In our simulation studies, we consider a number of covariance structures in relatively high sparse signals. The simulation results illustrate that when there exists moderate or strong correlations in the signals, our DepEB estimation procedure can correctly find the sparsity of the signals and produce a lower MSE compared to that in the EB estimation procedure ignoring the correlation structure in the sparse signals. Furthermore, we apply our proposed estimation procedure in the 90 JPT-CHB population’s gene expression data set with a highly dependent covariance structure. Our proposed DepEB estimation method outperforms the EB estimation method and identifies genes that are associated with the outcome gene CHRNA6. The findings in the real data analysis are consistent with those in other studies. Hence, this study provides an useful application for feature selection when facing strongly dependent covariates.

In the real data analysis of this study, we use marginal regression coefficients as the observed signals for the sparse vector.
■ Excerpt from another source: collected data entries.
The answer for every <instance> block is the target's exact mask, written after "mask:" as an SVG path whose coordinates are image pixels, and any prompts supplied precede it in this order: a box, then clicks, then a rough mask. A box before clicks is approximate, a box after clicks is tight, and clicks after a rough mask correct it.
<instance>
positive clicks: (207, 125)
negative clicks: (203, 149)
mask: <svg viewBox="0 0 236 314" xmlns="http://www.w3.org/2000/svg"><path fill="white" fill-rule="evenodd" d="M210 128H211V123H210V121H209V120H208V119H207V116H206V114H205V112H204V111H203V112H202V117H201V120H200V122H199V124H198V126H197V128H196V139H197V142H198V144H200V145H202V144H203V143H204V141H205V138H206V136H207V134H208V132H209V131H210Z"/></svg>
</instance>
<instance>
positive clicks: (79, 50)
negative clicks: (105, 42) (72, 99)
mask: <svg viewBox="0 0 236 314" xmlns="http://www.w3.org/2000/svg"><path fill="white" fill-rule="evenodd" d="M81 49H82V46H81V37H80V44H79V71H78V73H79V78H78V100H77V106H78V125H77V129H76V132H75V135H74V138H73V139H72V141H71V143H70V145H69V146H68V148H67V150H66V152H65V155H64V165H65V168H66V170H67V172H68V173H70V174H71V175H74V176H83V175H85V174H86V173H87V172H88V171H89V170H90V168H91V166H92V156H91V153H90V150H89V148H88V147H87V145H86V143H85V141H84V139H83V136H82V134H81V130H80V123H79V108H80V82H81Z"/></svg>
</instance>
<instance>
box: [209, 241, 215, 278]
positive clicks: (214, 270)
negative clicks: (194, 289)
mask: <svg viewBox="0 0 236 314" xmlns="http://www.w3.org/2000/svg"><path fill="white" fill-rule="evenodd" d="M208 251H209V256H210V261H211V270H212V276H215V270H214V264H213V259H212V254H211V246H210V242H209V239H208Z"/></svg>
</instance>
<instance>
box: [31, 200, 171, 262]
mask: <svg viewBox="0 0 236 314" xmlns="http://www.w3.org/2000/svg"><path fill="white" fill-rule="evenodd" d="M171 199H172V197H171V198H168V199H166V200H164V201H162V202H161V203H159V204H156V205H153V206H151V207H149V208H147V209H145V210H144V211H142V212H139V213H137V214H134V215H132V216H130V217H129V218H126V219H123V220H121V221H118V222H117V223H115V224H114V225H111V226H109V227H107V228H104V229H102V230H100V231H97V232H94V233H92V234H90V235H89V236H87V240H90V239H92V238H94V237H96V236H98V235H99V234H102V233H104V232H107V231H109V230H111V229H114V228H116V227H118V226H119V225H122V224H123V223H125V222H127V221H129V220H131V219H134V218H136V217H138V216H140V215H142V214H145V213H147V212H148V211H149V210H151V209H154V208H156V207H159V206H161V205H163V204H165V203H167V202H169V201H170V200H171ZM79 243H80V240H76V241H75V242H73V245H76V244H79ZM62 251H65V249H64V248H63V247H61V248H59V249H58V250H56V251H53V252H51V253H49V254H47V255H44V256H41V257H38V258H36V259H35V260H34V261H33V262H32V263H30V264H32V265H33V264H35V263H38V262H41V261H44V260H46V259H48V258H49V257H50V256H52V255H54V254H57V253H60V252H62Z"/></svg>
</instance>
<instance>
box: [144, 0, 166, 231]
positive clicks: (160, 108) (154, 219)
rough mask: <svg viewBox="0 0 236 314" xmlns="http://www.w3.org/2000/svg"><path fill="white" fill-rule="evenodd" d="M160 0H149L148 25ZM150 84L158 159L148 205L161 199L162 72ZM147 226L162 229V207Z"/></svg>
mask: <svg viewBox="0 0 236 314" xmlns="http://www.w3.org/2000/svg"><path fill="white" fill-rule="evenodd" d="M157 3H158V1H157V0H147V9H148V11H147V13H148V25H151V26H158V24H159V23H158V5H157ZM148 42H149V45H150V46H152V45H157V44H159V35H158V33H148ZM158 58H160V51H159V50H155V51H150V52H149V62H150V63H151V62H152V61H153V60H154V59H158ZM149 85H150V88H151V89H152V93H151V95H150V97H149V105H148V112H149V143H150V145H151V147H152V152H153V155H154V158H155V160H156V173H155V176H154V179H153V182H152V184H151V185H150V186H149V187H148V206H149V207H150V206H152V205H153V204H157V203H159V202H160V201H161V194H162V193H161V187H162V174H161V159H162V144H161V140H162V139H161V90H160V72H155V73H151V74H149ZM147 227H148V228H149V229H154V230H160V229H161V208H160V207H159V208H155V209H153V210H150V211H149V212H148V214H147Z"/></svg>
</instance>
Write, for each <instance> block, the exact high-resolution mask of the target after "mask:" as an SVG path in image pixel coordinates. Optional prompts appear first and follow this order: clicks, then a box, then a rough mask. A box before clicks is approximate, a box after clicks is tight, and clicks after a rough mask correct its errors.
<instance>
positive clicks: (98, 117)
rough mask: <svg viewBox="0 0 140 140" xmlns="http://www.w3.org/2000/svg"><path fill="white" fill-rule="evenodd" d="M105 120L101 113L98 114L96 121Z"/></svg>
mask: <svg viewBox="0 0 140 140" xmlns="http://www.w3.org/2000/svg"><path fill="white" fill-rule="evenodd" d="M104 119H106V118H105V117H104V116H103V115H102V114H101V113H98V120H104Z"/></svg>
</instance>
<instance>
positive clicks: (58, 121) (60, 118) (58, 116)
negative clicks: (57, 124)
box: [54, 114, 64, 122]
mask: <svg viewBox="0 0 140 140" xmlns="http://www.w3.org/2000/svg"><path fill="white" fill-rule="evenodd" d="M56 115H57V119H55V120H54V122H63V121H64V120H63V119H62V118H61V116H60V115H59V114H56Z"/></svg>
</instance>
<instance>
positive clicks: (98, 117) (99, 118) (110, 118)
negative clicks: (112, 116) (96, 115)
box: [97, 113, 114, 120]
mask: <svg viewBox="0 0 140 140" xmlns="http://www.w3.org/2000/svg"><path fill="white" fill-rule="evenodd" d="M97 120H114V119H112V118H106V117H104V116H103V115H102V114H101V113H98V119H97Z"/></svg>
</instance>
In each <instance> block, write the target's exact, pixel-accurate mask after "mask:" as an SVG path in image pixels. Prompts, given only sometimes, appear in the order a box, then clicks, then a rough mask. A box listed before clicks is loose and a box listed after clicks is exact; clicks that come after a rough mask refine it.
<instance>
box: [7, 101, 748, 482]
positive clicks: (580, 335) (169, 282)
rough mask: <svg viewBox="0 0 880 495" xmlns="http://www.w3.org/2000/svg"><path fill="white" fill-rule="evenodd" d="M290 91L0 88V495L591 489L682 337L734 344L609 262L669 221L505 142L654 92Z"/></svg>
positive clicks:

The reason of using marginal information is to deal with high dimensionality, see studies in [7, 22]. Therefore, one possible direction for future research is to use the appropriate initial estimators from the full regression model as the observed signals for sparse vector.

Data Availability

The raw data files for data analysis are available from figshare at: https://doi.org/10.6084/m9.figshare.22491772. The complete R and Matlab code for simulation and real data analysis are available from Github at: https://github.com/wangling03/Mixture/.

Funding Statement

The author(s) received no specific funding for this work.